I Built a RAG for my family’s cat. Here’s what the real work looks like.

A real use case, a strict grounding constraint, and what building it actually taught me.

Our family cat Berlioz was diagnosed with Chronic Kidney Disease. The vet left without much dietary guidance. My mother started sending me photos of ingredient labels to validate — phosphorus levels, inorganic phosphates, urinary acidifiers. Every week.

I have a biochemistry background. I read the literature, compiled a knowledge base, wrote a document. That document created a new problem: now she had questions. Lots of them. Regularly.

I could have told her to ask ChatGPT. But a general-purpose LLM will confidently invent nutritional thresholds for a sick cat.

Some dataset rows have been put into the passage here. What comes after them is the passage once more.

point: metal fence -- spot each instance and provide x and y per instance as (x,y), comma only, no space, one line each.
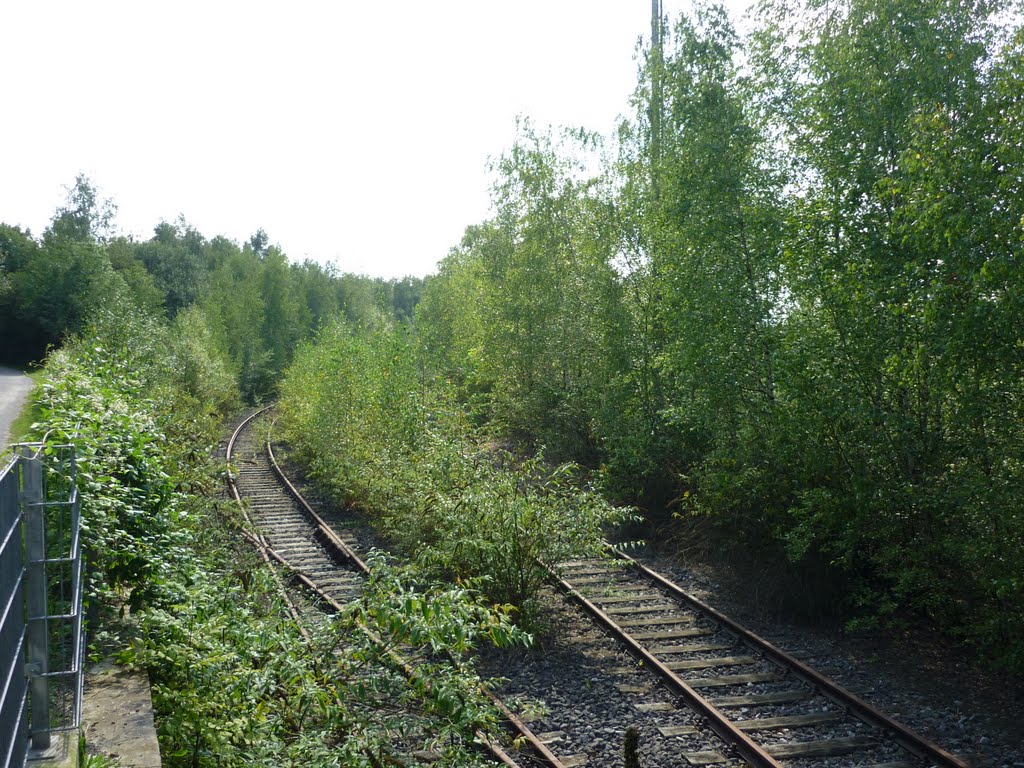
(41,648)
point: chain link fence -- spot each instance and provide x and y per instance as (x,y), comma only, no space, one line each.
(41,644)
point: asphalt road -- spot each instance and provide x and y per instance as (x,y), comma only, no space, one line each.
(14,387)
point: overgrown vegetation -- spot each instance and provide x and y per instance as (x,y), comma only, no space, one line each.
(785,298)
(248,300)
(172,587)
(359,413)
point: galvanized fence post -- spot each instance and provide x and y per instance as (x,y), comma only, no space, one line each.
(36,596)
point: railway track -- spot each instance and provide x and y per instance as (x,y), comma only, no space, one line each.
(700,690)
(769,708)
(290,535)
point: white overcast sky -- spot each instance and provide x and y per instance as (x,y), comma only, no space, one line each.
(352,132)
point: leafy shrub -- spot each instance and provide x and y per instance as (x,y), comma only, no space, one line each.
(359,413)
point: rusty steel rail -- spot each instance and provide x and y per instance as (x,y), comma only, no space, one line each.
(337,547)
(857,707)
(719,723)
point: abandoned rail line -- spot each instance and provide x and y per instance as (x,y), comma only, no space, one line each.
(698,688)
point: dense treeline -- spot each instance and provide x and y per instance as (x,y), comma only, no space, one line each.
(172,586)
(246,304)
(787,297)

A hallucinated phosphorus value of 1.3 g/Mcal instead of 1.0 isn’t “close enough” — it’s potentially harmful. That’s a hard no.

I knew RAG. I’d read the papers, followed the benchmarks, understood the pattern from my tech watch and studies. So I built Berlioz — a feline nutrition analyzer with a strictly grounded RAG chat, deployed on Vercel, zero infrastructure cost.

What I didn’t expect was how much building it for real — on a domain where mistakes have consequences — would force me to think differently about every decision in the pipeline.

The problem: why a general LLM fails here

Before architecture, the why matters.

The naive solution is to paste the question into ChatGPT with some context. The problem is structural: a generative model fills gaps in its knowledge with plausible extrapolations. For feline nephrology — a niche domain with precise thresholds derived from specific studies — plausible is dangerous.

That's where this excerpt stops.